20. Decision-making architecture
Each decision goes through several stages:
Data collection.
Quality control.
Analysis of relationships.
Building scenarios.
Risk assessment.
Formation of recommendations.
Expert's decision.
Execution.
Monitoring the result.
System training.
This cycle ensures continuous improvement of the models.
21. DREVO AI Ethical Principles
The system is based on the following principles:
priority of nature conservation;
transparency of algorithms;
verifiability of recommendations;
respect for local knowledge;
protection of personal data;
biodiversity conservation;
support for a person, not his replacement.
22. Architecture of the Future
In the long term, DREVO AI will be able to combine:
millions of plants;
thousands of projects;
dozens of countries;
satellite data;
drones;
robotic platforms;
climate models;
scientific research;
traditional knowledge of local communities.

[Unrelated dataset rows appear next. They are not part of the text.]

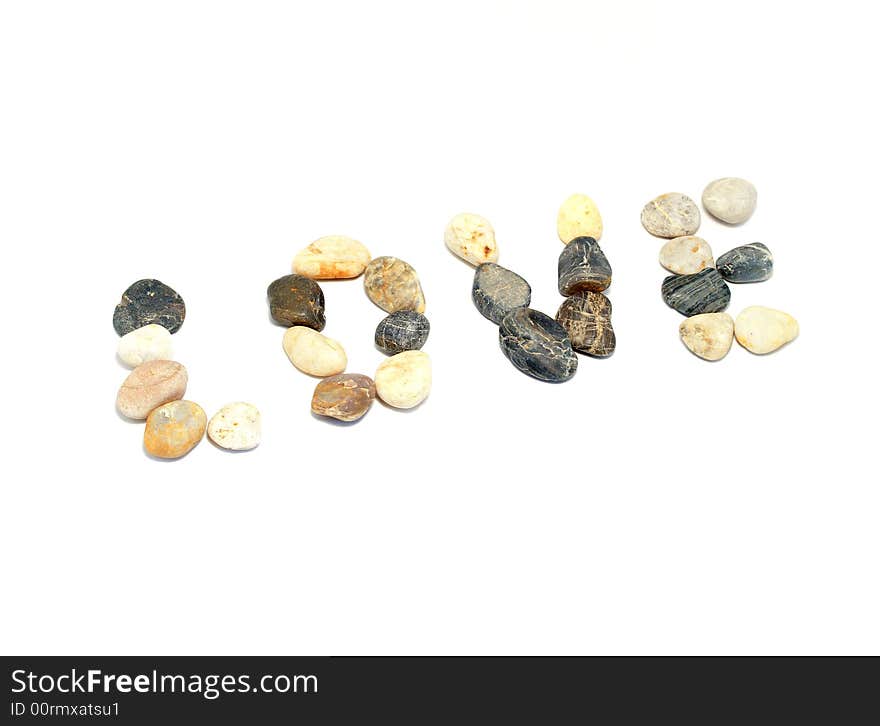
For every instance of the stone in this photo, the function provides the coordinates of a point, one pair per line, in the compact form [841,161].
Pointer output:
[763,330]
[346,397]
[586,318]
[237,427]
[146,302]
[297,300]
[314,353]
[472,238]
[748,263]
[708,335]
[404,380]
[393,285]
[704,292]
[583,266]
[150,385]
[537,345]
[686,255]
[403,330]
[671,215]
[174,429]
[151,342]
[332,258]
[730,199]
[497,291]
[578,217]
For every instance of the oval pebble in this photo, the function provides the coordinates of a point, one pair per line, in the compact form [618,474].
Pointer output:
[314,353]
[174,429]
[404,380]
[237,426]
[150,385]
[151,342]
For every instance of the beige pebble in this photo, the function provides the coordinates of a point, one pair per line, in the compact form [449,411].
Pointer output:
[404,380]
[332,258]
[150,385]
[578,217]
[472,238]
[763,330]
[314,353]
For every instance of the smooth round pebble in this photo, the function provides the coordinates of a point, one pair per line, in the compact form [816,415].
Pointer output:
[314,353]
[404,380]
[763,330]
[150,385]
[236,426]
[151,342]
[730,199]
[174,429]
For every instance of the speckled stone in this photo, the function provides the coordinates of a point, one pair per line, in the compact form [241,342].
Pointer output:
[393,285]
[671,215]
[583,266]
[749,263]
[297,300]
[403,330]
[146,302]
[705,292]
[586,318]
[174,429]
[497,291]
[537,345]
[346,397]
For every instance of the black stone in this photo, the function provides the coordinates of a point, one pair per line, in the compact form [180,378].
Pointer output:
[297,300]
[704,292]
[498,290]
[749,263]
[583,266]
[403,330]
[537,345]
[146,302]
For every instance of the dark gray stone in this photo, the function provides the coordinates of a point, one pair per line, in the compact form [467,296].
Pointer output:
[583,266]
[403,330]
[146,302]
[705,292]
[749,263]
[498,290]
[537,345]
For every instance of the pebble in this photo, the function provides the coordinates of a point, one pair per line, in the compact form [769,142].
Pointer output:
[686,255]
[297,300]
[748,263]
[472,238]
[146,302]
[730,199]
[236,426]
[174,429]
[586,318]
[404,380]
[578,217]
[671,215]
[763,330]
[403,330]
[332,258]
[708,335]
[151,342]
[314,353]
[583,266]
[704,292]
[497,291]
[150,385]
[346,397]
[393,285]
[537,345]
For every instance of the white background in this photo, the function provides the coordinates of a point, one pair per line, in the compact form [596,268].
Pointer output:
[654,504]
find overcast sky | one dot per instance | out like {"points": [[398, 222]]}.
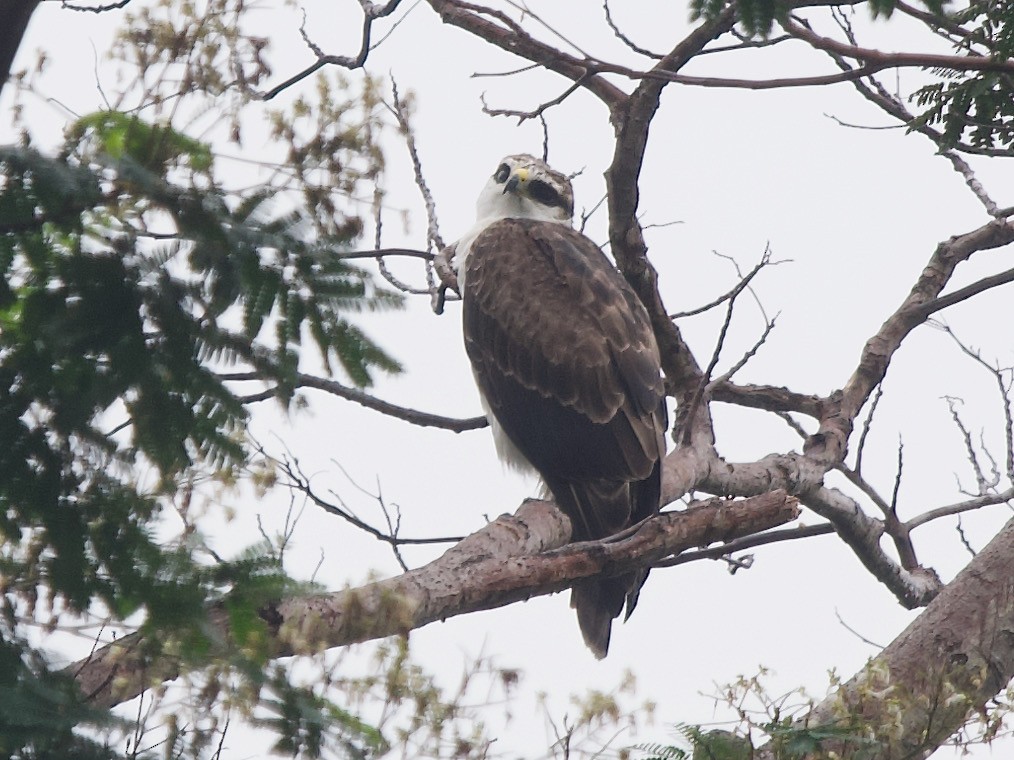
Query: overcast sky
{"points": [[854, 213]]}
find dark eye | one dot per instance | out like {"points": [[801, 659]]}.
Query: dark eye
{"points": [[544, 193]]}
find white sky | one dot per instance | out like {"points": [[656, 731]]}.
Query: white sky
{"points": [[858, 213]]}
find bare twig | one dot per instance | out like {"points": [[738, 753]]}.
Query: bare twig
{"points": [[334, 387]]}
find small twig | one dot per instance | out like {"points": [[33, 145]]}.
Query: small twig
{"points": [[298, 481], [978, 503], [524, 116], [772, 536], [855, 632], [626, 40], [963, 537], [94, 8], [415, 416], [747, 356], [867, 426]]}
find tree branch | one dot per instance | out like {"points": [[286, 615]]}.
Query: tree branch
{"points": [[511, 559], [948, 663]]}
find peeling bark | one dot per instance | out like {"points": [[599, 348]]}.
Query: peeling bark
{"points": [[515, 557]]}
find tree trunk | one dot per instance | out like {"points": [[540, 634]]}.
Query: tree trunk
{"points": [[14, 15]]}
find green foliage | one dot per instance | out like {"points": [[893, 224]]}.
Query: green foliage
{"points": [[130, 281], [39, 708], [757, 17], [974, 109]]}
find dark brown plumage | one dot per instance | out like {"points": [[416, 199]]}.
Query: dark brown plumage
{"points": [[564, 354]]}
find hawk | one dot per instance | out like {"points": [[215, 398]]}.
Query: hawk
{"points": [[567, 367]]}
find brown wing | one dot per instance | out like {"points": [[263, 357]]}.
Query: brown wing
{"points": [[564, 353]]}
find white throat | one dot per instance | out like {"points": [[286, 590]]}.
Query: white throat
{"points": [[494, 205]]}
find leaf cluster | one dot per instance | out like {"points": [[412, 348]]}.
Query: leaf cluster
{"points": [[974, 108], [130, 281]]}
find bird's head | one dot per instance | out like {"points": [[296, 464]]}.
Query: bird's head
{"points": [[524, 187]]}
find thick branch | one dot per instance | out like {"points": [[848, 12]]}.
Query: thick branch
{"points": [[513, 558], [953, 658], [15, 15]]}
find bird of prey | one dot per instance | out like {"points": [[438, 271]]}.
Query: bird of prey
{"points": [[567, 367]]}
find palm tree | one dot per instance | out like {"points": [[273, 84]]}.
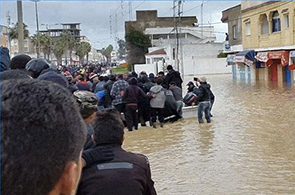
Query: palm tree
{"points": [[82, 49], [13, 34]]}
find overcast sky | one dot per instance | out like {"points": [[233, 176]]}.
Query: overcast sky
{"points": [[94, 16]]}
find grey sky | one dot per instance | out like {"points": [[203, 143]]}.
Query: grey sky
{"points": [[94, 16]]}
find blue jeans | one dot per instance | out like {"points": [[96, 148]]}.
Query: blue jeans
{"points": [[204, 107], [179, 105]]}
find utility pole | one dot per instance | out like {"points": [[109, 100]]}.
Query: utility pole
{"points": [[20, 27], [8, 28], [111, 28], [202, 23], [180, 12], [38, 33]]}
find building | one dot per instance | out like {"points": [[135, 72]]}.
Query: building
{"points": [[4, 36], [73, 28], [268, 39], [149, 19], [232, 17]]}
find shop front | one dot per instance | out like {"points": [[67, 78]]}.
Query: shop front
{"points": [[277, 66], [245, 61]]}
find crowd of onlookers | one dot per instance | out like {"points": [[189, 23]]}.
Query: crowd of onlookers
{"points": [[50, 114]]}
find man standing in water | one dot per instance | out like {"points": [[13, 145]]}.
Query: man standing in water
{"points": [[203, 98]]}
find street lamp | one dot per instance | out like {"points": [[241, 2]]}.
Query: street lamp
{"points": [[38, 33]]}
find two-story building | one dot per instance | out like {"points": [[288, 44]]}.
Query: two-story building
{"points": [[268, 40], [269, 30]]}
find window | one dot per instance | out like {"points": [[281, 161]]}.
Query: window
{"points": [[286, 21], [264, 25], [235, 33], [248, 28], [276, 22]]}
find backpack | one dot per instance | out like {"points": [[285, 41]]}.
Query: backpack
{"points": [[189, 98]]}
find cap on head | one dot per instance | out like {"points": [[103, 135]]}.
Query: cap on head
{"points": [[36, 66], [203, 79], [190, 83], [169, 67]]}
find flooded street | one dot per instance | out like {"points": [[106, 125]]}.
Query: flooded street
{"points": [[247, 149]]}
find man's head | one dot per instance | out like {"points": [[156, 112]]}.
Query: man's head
{"points": [[87, 102], [203, 80], [108, 128], [42, 138], [161, 74], [19, 61], [159, 81], [172, 83], [190, 85], [36, 66], [169, 67]]}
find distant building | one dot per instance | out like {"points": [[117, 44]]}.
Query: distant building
{"points": [[4, 36], [149, 19], [73, 28], [268, 40], [233, 18]]}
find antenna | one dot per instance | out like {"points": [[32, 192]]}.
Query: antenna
{"points": [[8, 18], [130, 10]]}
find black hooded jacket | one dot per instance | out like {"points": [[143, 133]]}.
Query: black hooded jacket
{"points": [[173, 76], [205, 93]]}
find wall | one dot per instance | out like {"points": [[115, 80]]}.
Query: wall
{"points": [[233, 16], [256, 40], [149, 19]]}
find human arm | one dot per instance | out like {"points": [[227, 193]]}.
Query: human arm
{"points": [[96, 155]]}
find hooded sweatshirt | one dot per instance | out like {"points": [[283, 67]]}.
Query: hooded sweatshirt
{"points": [[159, 100]]}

This will make it possible to create a global network for monitoring the restoration of natural ecosystems.
The final DREVO AI model
Data sources → DREVO AI Cloud → Knowledge Graph → Analytical modules (Eco AI, Plant AI, Soil AI, Water AI, Climate AI, Biodiversity AI, Agro AI, Restoration AI) → Digital Twin of the Ecosystem → Forecasting and scenario modeling → Recommendations for a specialist → Robots, drones, and control systems → Monitoring results → Self-learning system.
The final principle
DREVO AI views the ecosystem as a single living organism. Its goal is not to maximize yield at any cost, but to maintain a long-term balance between water, soil, plants, animals, and humans. Only such a system can ensure sustainable restoration of nature, food security, and the preservation of our natural heritage for future generations.